Ulrich Sieber in 2015

Ulrich Sieber (born 18 November 1950 in Stuttgart) is a German jurist, law professor, and since October 2003 a director at the Max Planck Institute for Foreign and International Criminal Law in Freiburg im Breisgau, Germany. He is an honorary professor and faculty member at the law faculties of the University of Freiburg and LMU Munich.

== Education and career ==
Ulrich Sieber studied law at the University of Tübingen, the University of Lausanne, and the University of Freiburg.
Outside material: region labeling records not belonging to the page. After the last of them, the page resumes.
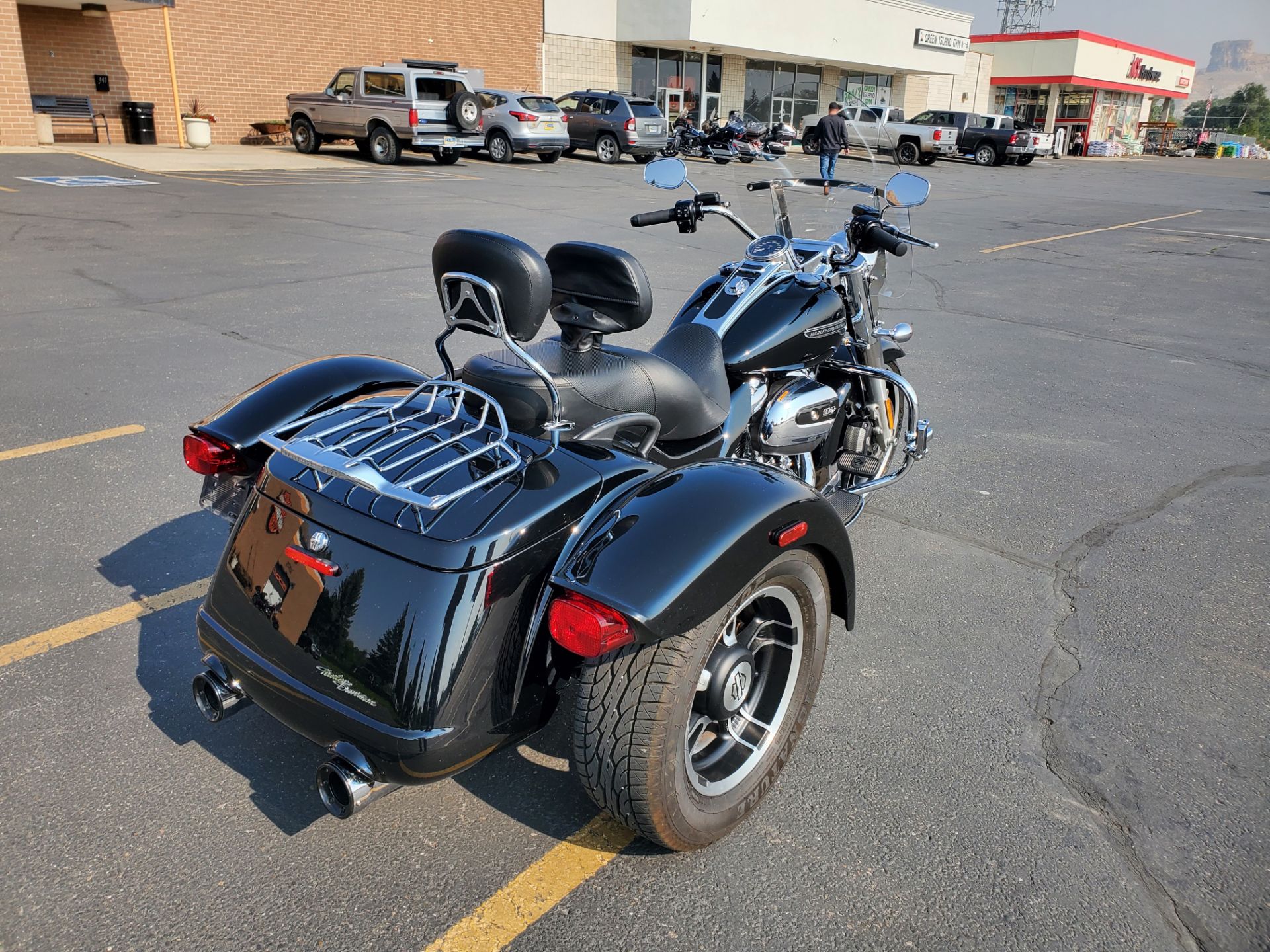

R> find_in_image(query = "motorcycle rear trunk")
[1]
[197,418,650,783]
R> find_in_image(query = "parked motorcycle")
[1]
[184,125,935,849]
[661,116,738,165]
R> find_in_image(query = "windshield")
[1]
[685,80,921,297]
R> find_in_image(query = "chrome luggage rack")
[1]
[261,378,526,515]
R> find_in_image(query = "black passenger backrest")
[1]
[548,241,653,334]
[432,229,551,340]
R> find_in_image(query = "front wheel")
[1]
[573,549,829,849]
[595,134,622,165]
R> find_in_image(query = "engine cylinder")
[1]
[751,377,839,456]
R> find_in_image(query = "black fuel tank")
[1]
[671,276,847,374]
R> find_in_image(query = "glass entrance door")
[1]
[759,97,794,126]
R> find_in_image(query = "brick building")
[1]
[0,0,542,145]
[0,0,991,145]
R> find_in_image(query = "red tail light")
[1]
[772,520,806,548]
[283,546,341,575]
[182,433,246,476]
[548,592,635,658]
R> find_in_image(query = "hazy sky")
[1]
[954,0,1270,67]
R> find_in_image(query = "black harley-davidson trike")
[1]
[184,145,931,849]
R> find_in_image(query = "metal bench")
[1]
[30,95,114,145]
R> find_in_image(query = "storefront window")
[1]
[631,46,657,99]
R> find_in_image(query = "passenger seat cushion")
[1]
[546,241,653,334]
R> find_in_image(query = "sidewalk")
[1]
[0,142,345,173]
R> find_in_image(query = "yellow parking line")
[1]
[0,579,211,668]
[424,814,635,952]
[979,208,1204,255]
[0,422,146,462]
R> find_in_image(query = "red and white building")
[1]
[970,29,1195,155]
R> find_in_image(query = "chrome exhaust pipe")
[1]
[193,668,251,723]
[318,756,402,820]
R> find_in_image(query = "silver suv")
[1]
[476,89,569,163]
[556,89,667,165]
[287,60,485,165]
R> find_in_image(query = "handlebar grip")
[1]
[865,219,908,258]
[631,208,675,229]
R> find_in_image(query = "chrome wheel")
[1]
[683,585,802,797]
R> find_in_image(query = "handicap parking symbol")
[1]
[18,175,159,188]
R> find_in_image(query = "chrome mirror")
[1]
[885,171,931,208]
[644,159,689,189]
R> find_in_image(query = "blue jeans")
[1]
[820,152,838,179]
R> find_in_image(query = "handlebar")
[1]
[631,208,678,229]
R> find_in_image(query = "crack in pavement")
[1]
[1033,459,1270,952]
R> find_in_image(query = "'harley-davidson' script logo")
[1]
[318,665,378,707]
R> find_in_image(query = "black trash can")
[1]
[119,100,157,146]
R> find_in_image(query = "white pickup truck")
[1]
[802,105,956,165]
[983,113,1054,165]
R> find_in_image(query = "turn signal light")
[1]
[283,546,339,575]
[772,520,806,548]
[548,592,635,658]
[182,433,246,476]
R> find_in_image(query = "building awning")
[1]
[22,0,177,11]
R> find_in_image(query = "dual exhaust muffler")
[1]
[192,655,402,820]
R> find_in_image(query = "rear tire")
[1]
[366,126,402,165]
[291,116,321,155]
[487,130,516,165]
[573,549,829,849]
[595,132,622,165]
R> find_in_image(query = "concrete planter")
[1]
[182,116,212,149]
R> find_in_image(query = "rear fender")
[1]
[551,459,856,643]
[190,354,428,454]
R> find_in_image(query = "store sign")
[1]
[913,29,970,54]
[1129,56,1160,83]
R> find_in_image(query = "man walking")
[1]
[816,103,849,194]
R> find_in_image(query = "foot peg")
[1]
[838,452,879,479]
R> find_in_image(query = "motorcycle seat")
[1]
[464,324,730,440]
[464,241,730,439]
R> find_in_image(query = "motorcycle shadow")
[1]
[98,510,326,835]
[454,688,598,839]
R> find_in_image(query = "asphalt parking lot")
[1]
[0,143,1270,952]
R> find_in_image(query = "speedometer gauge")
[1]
[745,235,790,262]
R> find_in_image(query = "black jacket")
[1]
[816,113,847,155]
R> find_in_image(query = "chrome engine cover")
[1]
[751,377,839,456]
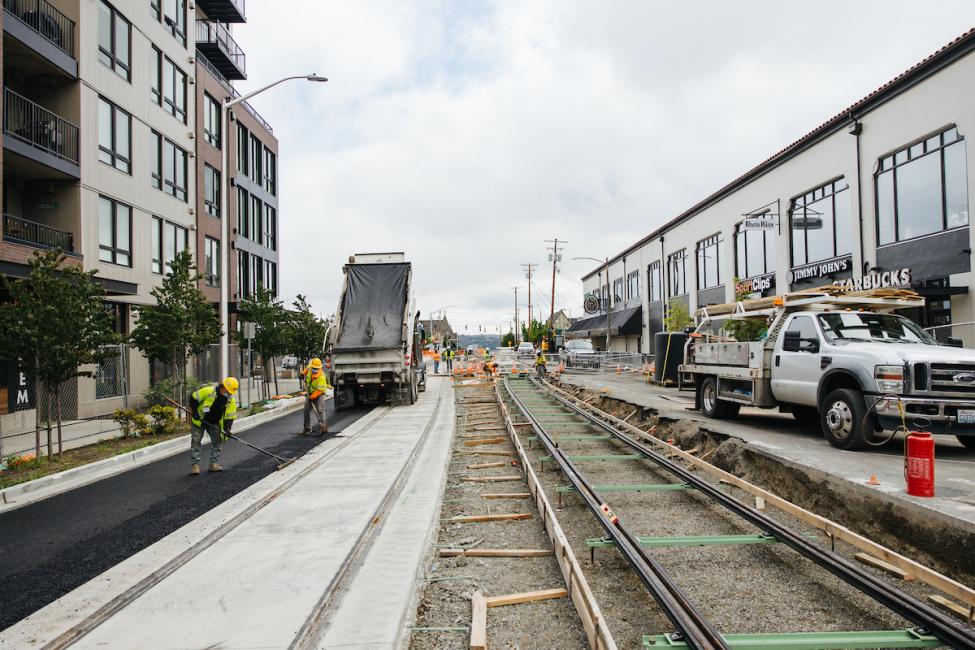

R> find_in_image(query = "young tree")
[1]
[0,250,120,459]
[131,251,223,404]
[284,294,328,367]
[238,287,288,392]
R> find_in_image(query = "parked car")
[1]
[516,341,535,359]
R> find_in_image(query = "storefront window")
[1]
[875,128,968,245]
[789,179,853,266]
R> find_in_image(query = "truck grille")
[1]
[930,363,975,395]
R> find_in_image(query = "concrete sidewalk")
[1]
[562,373,975,526]
[0,380,454,648]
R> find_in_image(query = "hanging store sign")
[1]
[836,268,911,291]
[785,256,853,284]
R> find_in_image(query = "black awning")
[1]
[565,305,643,339]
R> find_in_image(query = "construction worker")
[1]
[190,377,239,476]
[301,357,329,436]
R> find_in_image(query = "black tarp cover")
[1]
[335,264,410,350]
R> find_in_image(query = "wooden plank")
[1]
[856,548,914,580]
[471,591,487,650]
[440,548,555,557]
[487,587,569,607]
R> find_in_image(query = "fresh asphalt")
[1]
[0,401,368,630]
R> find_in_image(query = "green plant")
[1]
[664,298,694,332]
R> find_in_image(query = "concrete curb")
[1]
[0,397,302,514]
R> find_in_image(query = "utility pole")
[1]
[522,262,538,327]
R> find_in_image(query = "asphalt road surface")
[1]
[0,400,368,630]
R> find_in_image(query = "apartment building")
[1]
[568,30,975,352]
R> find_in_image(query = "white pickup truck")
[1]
[680,291,975,449]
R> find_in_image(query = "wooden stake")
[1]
[487,588,569,607]
[471,591,487,650]
[446,512,532,524]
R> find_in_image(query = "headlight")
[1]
[873,366,904,395]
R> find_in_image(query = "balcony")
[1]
[3,88,81,179]
[196,0,247,23]
[3,0,78,79]
[3,214,74,253]
[196,20,247,81]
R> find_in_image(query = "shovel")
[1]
[166,397,298,470]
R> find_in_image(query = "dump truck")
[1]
[325,253,426,410]
[679,287,975,449]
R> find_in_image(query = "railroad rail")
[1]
[499,376,975,649]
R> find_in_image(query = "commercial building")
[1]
[568,30,975,352]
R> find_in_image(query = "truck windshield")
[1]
[819,312,938,345]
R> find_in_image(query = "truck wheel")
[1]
[955,436,975,449]
[819,388,867,451]
[699,377,739,420]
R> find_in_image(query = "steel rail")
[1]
[504,377,729,650]
[529,377,975,648]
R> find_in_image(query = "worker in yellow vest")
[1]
[190,377,238,476]
[301,357,330,436]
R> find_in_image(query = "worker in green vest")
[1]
[190,377,238,476]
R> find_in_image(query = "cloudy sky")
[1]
[237,0,975,332]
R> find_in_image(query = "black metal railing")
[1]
[196,20,247,75]
[3,0,74,57]
[3,88,78,165]
[3,214,74,253]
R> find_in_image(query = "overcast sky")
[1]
[236,0,975,333]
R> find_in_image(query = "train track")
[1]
[499,376,975,650]
[43,382,444,650]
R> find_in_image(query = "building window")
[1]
[735,223,775,279]
[237,122,250,176]
[697,233,721,290]
[98,196,132,266]
[250,195,264,244]
[264,205,278,251]
[237,187,250,237]
[250,134,264,185]
[98,97,132,174]
[789,178,853,266]
[626,271,640,300]
[203,237,220,287]
[163,57,186,124]
[875,127,968,245]
[667,248,687,298]
[203,93,221,149]
[98,0,132,81]
[647,262,663,302]
[149,45,162,106]
[264,147,278,196]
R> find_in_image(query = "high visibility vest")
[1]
[193,384,237,429]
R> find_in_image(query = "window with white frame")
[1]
[874,127,968,246]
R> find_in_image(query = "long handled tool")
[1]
[166,397,298,469]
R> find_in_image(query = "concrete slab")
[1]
[562,374,975,526]
[0,381,453,648]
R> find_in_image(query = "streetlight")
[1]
[220,74,328,377]
[572,257,613,352]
He obtained his doctorate in 1977 at the University of Freiburg with a dissertation on "Computer Crime and Criminal Law". In addition to his academic work, he also worked as an attorney specializing in computer law from 1978 to 1987.
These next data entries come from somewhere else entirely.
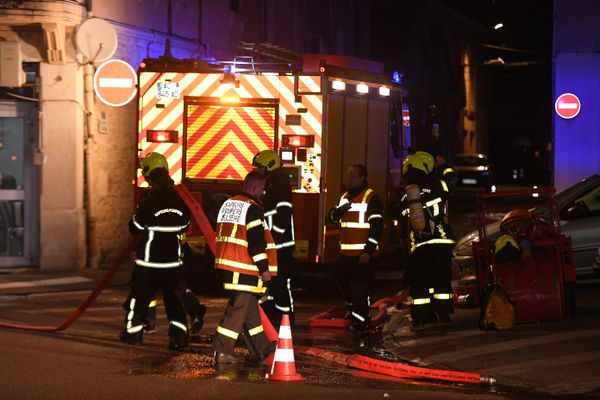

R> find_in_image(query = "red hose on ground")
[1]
[297,347,496,385]
[0,237,140,332]
[0,185,218,334]
[308,294,406,329]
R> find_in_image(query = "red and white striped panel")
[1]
[137,72,323,193]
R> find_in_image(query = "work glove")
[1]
[331,203,352,221]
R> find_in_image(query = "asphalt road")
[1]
[0,283,600,399]
[0,186,600,400]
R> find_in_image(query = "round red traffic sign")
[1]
[554,93,581,119]
[94,59,137,107]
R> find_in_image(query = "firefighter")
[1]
[120,153,190,350]
[132,244,206,334]
[402,151,455,331]
[435,154,458,192]
[329,164,383,334]
[213,171,277,365]
[252,150,295,330]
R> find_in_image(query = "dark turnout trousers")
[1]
[405,244,453,322]
[125,265,187,337]
[213,292,269,355]
[262,247,295,330]
[335,257,374,330]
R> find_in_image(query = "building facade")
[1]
[0,0,369,270]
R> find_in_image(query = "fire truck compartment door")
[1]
[184,102,276,180]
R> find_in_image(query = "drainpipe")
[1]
[83,0,98,269]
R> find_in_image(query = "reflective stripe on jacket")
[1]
[215,195,277,284]
[338,188,382,257]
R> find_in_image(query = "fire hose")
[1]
[297,347,496,385]
[0,237,140,332]
[308,294,406,329]
[0,185,216,332]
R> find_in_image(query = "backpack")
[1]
[479,284,515,330]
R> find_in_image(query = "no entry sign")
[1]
[94,60,137,107]
[554,93,581,119]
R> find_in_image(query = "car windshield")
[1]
[533,175,600,214]
[454,154,488,167]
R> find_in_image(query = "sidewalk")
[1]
[0,263,133,296]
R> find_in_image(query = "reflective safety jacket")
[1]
[263,168,296,250]
[129,186,190,268]
[402,180,455,253]
[215,194,277,293]
[330,187,383,257]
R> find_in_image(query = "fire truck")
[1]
[135,46,412,265]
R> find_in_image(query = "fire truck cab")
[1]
[135,50,412,265]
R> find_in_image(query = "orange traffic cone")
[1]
[266,314,304,381]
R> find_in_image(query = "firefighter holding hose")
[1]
[119,153,190,350]
[329,164,383,335]
[252,150,296,330]
[402,151,455,331]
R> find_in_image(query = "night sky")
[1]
[371,0,552,181]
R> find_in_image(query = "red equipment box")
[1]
[473,189,575,322]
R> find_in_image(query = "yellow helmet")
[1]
[141,153,169,178]
[252,150,281,172]
[494,235,520,254]
[402,151,435,175]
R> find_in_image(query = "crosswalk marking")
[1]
[0,276,92,290]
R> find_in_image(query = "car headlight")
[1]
[454,231,479,256]
[454,240,473,256]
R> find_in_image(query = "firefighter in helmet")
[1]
[119,153,190,350]
[402,151,455,331]
[213,171,277,365]
[252,150,295,329]
[329,164,383,334]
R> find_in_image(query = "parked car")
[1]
[452,173,600,287]
[452,153,494,191]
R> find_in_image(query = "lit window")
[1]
[331,81,346,90]
[356,83,369,93]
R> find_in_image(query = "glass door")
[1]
[0,102,39,268]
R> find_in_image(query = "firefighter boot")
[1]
[144,319,156,335]
[191,304,211,333]
[169,326,188,351]
[119,329,143,346]
[410,320,425,332]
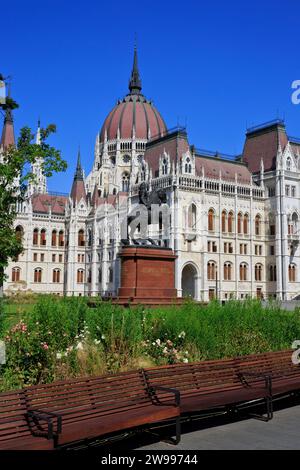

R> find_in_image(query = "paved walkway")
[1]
[138,405,300,450]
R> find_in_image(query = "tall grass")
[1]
[0,296,300,390]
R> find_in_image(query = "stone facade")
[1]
[1,51,300,301]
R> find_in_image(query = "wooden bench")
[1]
[145,359,272,420]
[0,371,180,449]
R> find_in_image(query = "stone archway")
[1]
[181,264,197,299]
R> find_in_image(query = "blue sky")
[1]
[0,0,300,192]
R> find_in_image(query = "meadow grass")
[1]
[0,295,300,390]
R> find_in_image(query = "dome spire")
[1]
[129,43,142,95]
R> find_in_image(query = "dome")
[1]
[100,49,167,142]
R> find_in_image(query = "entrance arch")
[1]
[181,264,197,299]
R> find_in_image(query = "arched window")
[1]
[78,229,85,246]
[243,214,249,235]
[40,228,46,246]
[16,225,24,241]
[228,211,233,233]
[240,263,247,281]
[188,204,197,230]
[51,230,57,246]
[122,171,129,193]
[161,158,168,175]
[207,261,216,281]
[238,212,243,233]
[222,211,227,233]
[34,268,42,282]
[11,268,21,282]
[58,230,65,246]
[269,265,277,282]
[88,228,93,246]
[32,228,39,245]
[184,157,192,173]
[208,209,215,231]
[224,262,232,281]
[254,214,261,235]
[52,269,60,282]
[77,269,84,284]
[289,264,296,282]
[254,264,262,281]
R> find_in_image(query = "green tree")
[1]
[0,98,67,295]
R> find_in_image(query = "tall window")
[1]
[32,228,39,245]
[51,230,57,246]
[122,171,129,193]
[208,209,215,231]
[269,265,277,282]
[16,225,24,241]
[34,268,42,282]
[11,268,21,282]
[184,157,192,173]
[224,263,232,281]
[289,264,296,282]
[222,211,227,233]
[243,214,249,235]
[58,230,65,246]
[40,228,46,246]
[238,212,243,233]
[228,212,233,233]
[77,269,84,284]
[188,204,197,230]
[78,229,85,246]
[162,158,168,175]
[207,261,216,281]
[255,264,262,281]
[255,214,261,235]
[52,269,60,282]
[240,263,247,281]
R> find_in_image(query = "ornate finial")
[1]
[129,42,142,95]
[74,146,83,180]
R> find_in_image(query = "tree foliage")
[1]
[0,99,67,286]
In 1987, he earned a post-doctoral lecturing qualification under the supervision of Klaus Tiedemann at the University of Freiburg with a habilitation on the relationship between substantive criminal law and criminal procedure, and was appointed as professor of criminal law, criminal procedure, and information law at the University of Bayreuth, where he remained until 1991. From 1991 to 2000, he was professor of criminal law, criminal procedure, information law, and legal informatics at the University of Würzburg, where he was dean of the law faculty from 1997 to 1998. According to a ranking of students, he was then the second most popular professor at this university. In 1994, he declined a call to the Chair of Computing Law at the University of Münster (now professor Thomas Hoeren). Also in 1994, he was a visiting professor at the University of Tokyo. In April 2000, he accepted an appointment to succeed Claus Roxin at LMU Munich, and became professor of law and head of the Chair of Criminal Law, Information Law and Computer Technology in Law. He held this position until 2003, when he assumed his current position at the Max Planck Institute.
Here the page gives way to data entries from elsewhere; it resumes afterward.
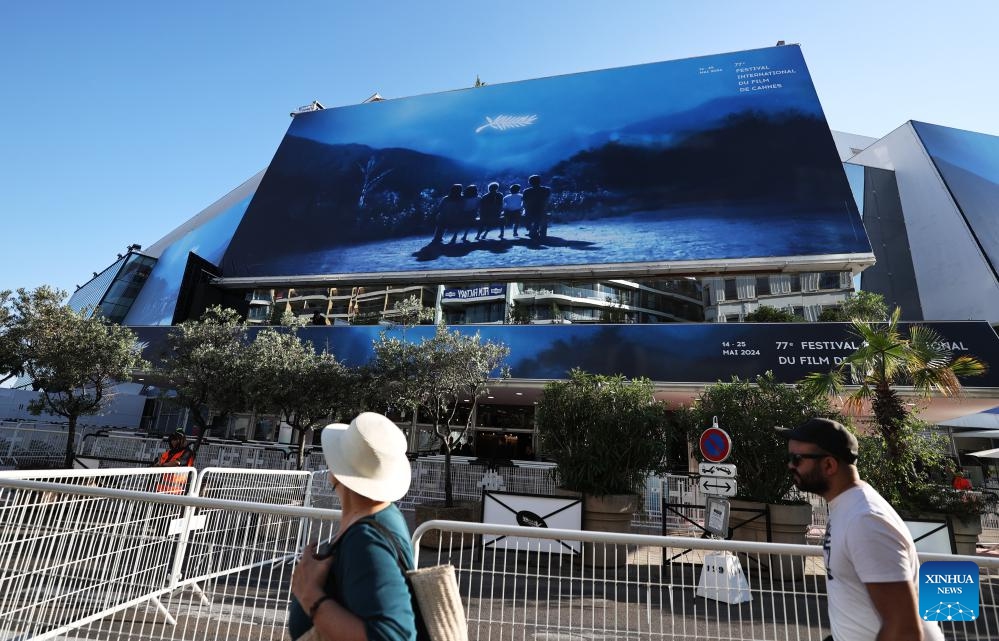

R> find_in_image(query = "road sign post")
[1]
[699,427,732,463]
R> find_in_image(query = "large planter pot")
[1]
[413,501,482,549]
[555,488,638,568]
[729,500,812,580]
[947,514,982,556]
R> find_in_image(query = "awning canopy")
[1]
[940,407,999,428]
[954,430,999,438]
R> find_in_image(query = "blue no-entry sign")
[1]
[700,427,732,463]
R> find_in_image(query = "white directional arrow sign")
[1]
[697,476,738,496]
[697,463,736,479]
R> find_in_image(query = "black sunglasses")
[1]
[787,453,832,467]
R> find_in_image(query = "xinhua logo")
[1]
[919,561,978,621]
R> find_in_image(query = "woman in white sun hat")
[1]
[288,412,417,641]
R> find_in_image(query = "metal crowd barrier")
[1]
[0,468,999,641]
[413,521,999,641]
[0,421,106,470]
[0,423,999,547]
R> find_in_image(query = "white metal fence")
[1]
[0,423,999,547]
[0,468,999,641]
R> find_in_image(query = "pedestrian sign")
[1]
[700,427,732,463]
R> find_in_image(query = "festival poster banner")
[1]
[135,321,999,388]
[222,46,871,279]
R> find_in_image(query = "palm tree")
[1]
[801,307,987,455]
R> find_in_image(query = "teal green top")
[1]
[288,505,416,641]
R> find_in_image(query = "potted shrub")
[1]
[801,307,994,554]
[535,369,682,532]
[857,414,996,555]
[368,325,510,547]
[681,372,844,544]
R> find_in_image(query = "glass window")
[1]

In addition to his academic work, Sieber has been an expert consultant and advisor, especially in the areas of computer law. In this capacity, he has served as a special advisor to two EC Commissioners with his expertise on issues of computer law and EC fraud. He has also served on the legal committee and several enquiry commissions of the German Parliament and has advised the German Federal Constitutional Court, the German Ministry of Justice, the Federal Ministry of Education and Research, and the Federal Police of Germany. He has also advised the Council of Ministers and the Parliamentary Assembly of the Council of Europe, the European Commission, the Research Ministers of the G-8 nations (Carnegie Group), the OECD, the United Nations, and the International Chamber of Commerce in Paris. As a legal authority, he has written expert opinions for and been a consultant to the International Criminal Tribunal for the former Yugoslavia as well as the Department of Justice in Canada, the U.S. Senate, the Privacy and Civil Liberties Oversight Board of the U.S. government, and the National Police Agency of Japan.

== Research ==
The focus of his scientific publications lies in the areas of multimedia law, cybercrime, economic criminal law, the fight against organized crime, comparative law, European law, and information technology in law.

== Honors and awards ==
Sieber is received honorary doctorates from the National and Kapodistrian University of Athens in Greece, the National University of San Marcos in Lima, Peru, the University of Pécs in Hungary, and from South-West University "Neofit Rilski" in Blagoevgrad, Bulgaria.